How successful is Seamus Heaney in portraying the journey from child to adult in Death of a Naturalist? Death of a Naturalist, is a collection of poems written by the Irish poet, Seamus Heaney in 1966. In this collection, Seamus recalls his memories as a little boy. Many poems are about his childhood experiences and him growing up. The title given to the collection, which is also the name of one of the poems, can refer to the loss of innocent enthusiasm a child has while studying, collecting, and observing nature and doing mostly universal activities when one is younger.
Growing up can be defined as the evolution from the baby, to the child, to the adult, and finally death. We will see how well Heaney was able to describe the transition from innocence and childhood to reality and adulthood. One of the basic changes in the journey from child to adult that is well shown is language. In many poems Heaney uses a childish language to explain what a kid might think and feel. One can read this language in “Death of a Naturalist” when he names the bullfrogs “daddy frog” and “mammy frog” and when he talks about the frogspawn as “little eggs”.
In the poem “Early Purges” there is an evolution of the language. In the beginning, he talks childishly about the drowning of the kittens, but near the end, the poet talks about the dogs as “ Bloody pups”. This shows how harsher the adults are about reality than kids. Children use simple language whereas the language of the adults can be more complicated and sometimes inappropriate. In some poems such as “An advancement of Learning” the poet uses jumps in time to show the evolution of the of the child. In this particular poem, the poet expresses the fear of rats he used to have as a child : My throat sickened so quickly that I turned down the path in cold sweat” In the ninth stanza, one can finally see Heaney’s mental evolution. The writer portrayed this scene of maturation because the reader can most of the time relate to this. Most readers have been confronted by their fears when they were youngm, but there is often a change as they mature. This could be considered as step forwards towards adulthood. One of the stages of the journey which is often thought of is the growth of the child and his or her muscular power increase.

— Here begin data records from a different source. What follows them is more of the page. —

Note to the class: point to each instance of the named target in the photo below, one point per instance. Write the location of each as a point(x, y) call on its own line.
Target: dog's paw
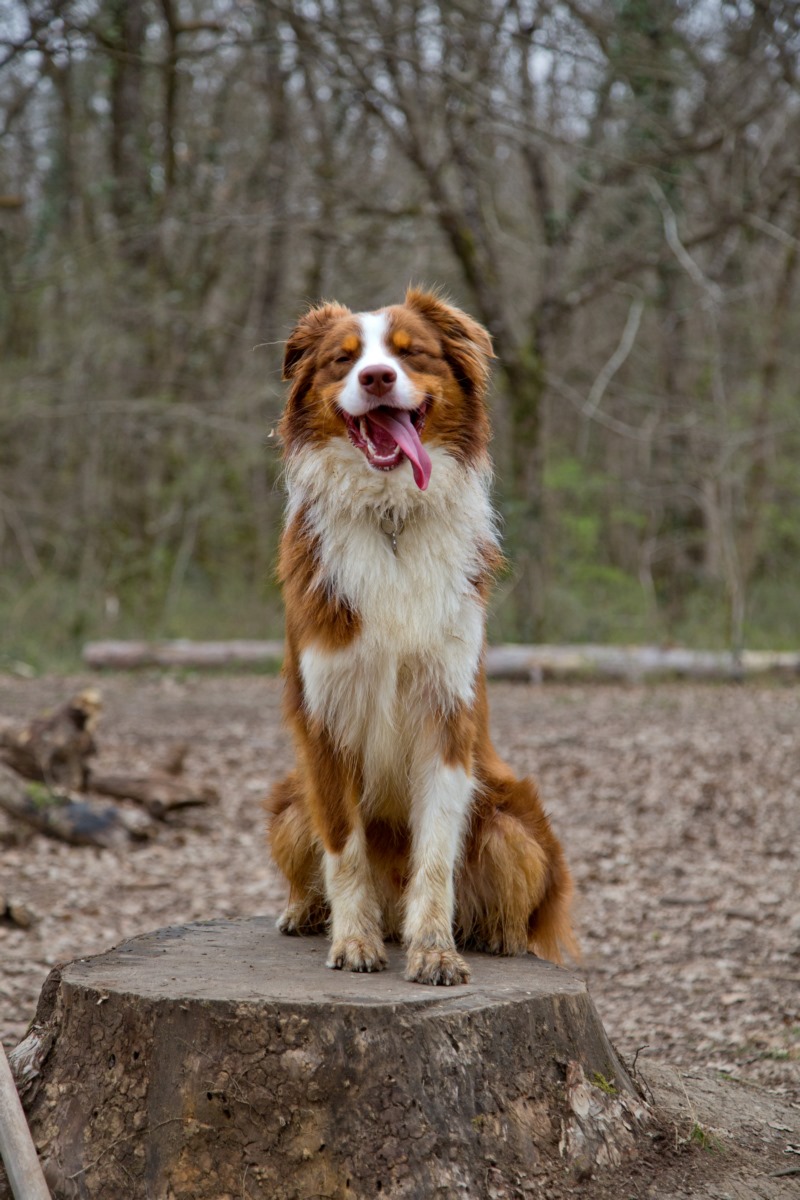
point(435, 966)
point(289, 922)
point(358, 954)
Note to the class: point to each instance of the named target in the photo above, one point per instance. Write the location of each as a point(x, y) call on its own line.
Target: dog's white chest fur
point(421, 633)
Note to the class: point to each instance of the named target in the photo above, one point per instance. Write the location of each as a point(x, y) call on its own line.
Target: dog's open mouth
point(388, 435)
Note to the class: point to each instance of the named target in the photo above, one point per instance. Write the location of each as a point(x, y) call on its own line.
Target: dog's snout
point(378, 379)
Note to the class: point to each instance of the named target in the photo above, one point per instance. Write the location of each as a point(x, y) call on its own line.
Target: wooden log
point(224, 1060)
point(17, 1149)
point(55, 749)
point(78, 822)
point(527, 664)
point(158, 792)
point(182, 653)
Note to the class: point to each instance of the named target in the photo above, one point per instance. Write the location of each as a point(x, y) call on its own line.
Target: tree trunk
point(223, 1060)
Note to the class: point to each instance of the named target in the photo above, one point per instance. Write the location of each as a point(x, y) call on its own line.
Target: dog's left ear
point(307, 333)
point(465, 343)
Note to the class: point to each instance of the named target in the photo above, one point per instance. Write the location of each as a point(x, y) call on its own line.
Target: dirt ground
point(679, 809)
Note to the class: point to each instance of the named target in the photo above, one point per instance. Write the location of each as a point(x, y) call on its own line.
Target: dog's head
point(394, 382)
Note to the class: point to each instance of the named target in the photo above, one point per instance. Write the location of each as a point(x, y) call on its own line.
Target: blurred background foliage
point(611, 186)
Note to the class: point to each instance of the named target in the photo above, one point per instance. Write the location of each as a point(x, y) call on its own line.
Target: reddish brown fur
point(512, 887)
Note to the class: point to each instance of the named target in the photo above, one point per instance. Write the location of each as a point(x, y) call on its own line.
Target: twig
point(17, 1147)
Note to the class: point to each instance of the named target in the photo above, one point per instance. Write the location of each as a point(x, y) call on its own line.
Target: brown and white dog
point(400, 819)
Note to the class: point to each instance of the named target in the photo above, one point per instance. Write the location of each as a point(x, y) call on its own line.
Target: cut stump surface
point(223, 1060)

In this collection of poems, not many of them site this change. Heaney briefly talks about the modification of the human body in “Follower”. He says how he used to be a “nuisance, tripping, falling, yapping always”. When he was a child, instead of helping his father plowing, he actually prevented him working in the right conditions. In the same stanza, stanza nine, there is a jump in time which is not directly mentioned. We can still figure out that the poet has grown physically because his father is now the one behind and having a hard time to keep up.
This important life change is not mentioned very well in this collection. In the collection all the poems create the journey from childhood to adulthood. Some poems are about universal childish activities. Heaney tell us about when he used to pick berries or when he used to learn about frogs in school. Heaney describes the smells, sights, sounds and the places so the reader can imagine himself or recall to past events he or she has lived. Secondly there are poems about adolescence.
Heaney portrays perfectly this stage of evolution when young adults start feeling for others. Love is mentioned in “Twice Shy” when two adolescent lovers go out for a walk on a spring evening. The description of the surroundings helps Heaney portray the happy yet shy feeling of a young and trouble-free love relationship. Then Heaney also talks about adulthood in his poems. For xample in “Digging”, he dedicates this poem to his father and grandfather. He respects them for how much and how good they work as farmers. He mentions how focused and hard working his family is.
Finally, the last step of the journey is death which is also mentioned many times, whether it is the death of animals or humans. This is when one can fully understand how reality is harsher when one is an adult. A child usually doesn’t completely understand death. The poem” Mid-Term Break” can be considered as a harsh poem. It is about Heaney’s brother’s death. The final line stands out on its own: “A four foot box, a foot for every year. ” Almost every word is emphasized so that the reader must take in the line’s message and the shock and deep grief that the family ust have felt. There is an element of surprise when the reader discovers that the child was only four. This is the last stage of the journey and is once more well portrayed. In the poems of Heaney’s collection, different themes of growing up are discussed. Heaney is efficient in describing the journey from the child to the adult even though he might have passed over a few important stages. Mainly Heaney went across the beginning to the end of the human life. One can wonder if Heaney’s journey was easy since he was able to describe most of the stages through poems.